De parabel van de verloren zoon in het dialekt van Duinkerke
Een versie van kapelaan Lodewijk van Haecke
1873
In zijn Algemeen Nederduitsch en Friesch Dialecticon, uitgegeven te 's Gravenhage in 1874, heeft Johan Winkler voor Frans-Vlaanderen niet meer dan drie versies van de ‘Verloren Zoon’ opgenomen: 1. Caestre, in een versie door E. de Coussemaker gepubliceerd in 1859; 2. Sint-Winoksbergen, in een versie bezorgd door de jonge Houtemnaar Frederik De Siere; 3. Duinkerke, in een versie van 1873, bezorgd door Lodewijk van Haecke, alsdan kapelaan van het H. Bloed te Brugge.

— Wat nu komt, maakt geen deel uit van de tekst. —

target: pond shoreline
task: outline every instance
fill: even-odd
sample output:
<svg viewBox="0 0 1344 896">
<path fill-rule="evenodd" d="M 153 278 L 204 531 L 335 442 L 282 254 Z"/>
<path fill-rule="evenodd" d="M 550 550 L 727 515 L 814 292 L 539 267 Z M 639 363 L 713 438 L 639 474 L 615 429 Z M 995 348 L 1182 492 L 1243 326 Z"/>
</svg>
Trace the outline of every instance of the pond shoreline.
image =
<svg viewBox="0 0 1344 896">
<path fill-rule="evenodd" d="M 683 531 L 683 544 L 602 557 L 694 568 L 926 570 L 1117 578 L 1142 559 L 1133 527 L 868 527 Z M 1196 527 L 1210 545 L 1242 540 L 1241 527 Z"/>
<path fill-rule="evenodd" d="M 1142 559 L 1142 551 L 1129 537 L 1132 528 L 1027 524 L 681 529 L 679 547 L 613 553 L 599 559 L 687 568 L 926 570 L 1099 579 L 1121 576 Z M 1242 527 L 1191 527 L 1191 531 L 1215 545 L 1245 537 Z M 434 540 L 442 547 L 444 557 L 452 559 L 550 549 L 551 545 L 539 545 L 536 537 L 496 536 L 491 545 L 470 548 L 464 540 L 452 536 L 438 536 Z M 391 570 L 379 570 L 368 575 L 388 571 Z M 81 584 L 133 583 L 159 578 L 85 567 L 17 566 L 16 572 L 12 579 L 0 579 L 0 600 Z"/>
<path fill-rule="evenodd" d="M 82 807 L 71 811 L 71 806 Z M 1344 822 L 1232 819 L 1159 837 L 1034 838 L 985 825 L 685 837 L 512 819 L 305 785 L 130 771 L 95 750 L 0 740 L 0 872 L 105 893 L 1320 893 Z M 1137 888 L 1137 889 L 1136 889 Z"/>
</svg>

Van Haecke, een Bruggeling, was in 1862-1864 leraar geweest te Poperinge. Zijn kennis van het Poperingse dialect kan een aanleiding geweest zijn om de versie in het verwante Duinkerke aan te pakken. De bemiddelaar tussen hem en Johan Winkler was De Bo, die tot in 1873 leraar was in Brugge. Door zijn Westvlaams Idioticon (1870-73) was De Bo in betrekking gekomen met Winkler, en kapelaan van Haecke behoorde tot de vriendenkring van De Bo.
Voor het leven van de Vlaamse volkstaal in Duinkerke, honderd jaar geleden, is van Haecke's versie een getuigenis. De dialektologische waarde van die versie wordt echter beperkt door de metode zelf (de literaire dwang van de parabel) en door de literaire bekommernis van de opnemer. Ook de weergave ‘in nederlandsche spelling’ was uiteraard een handicap.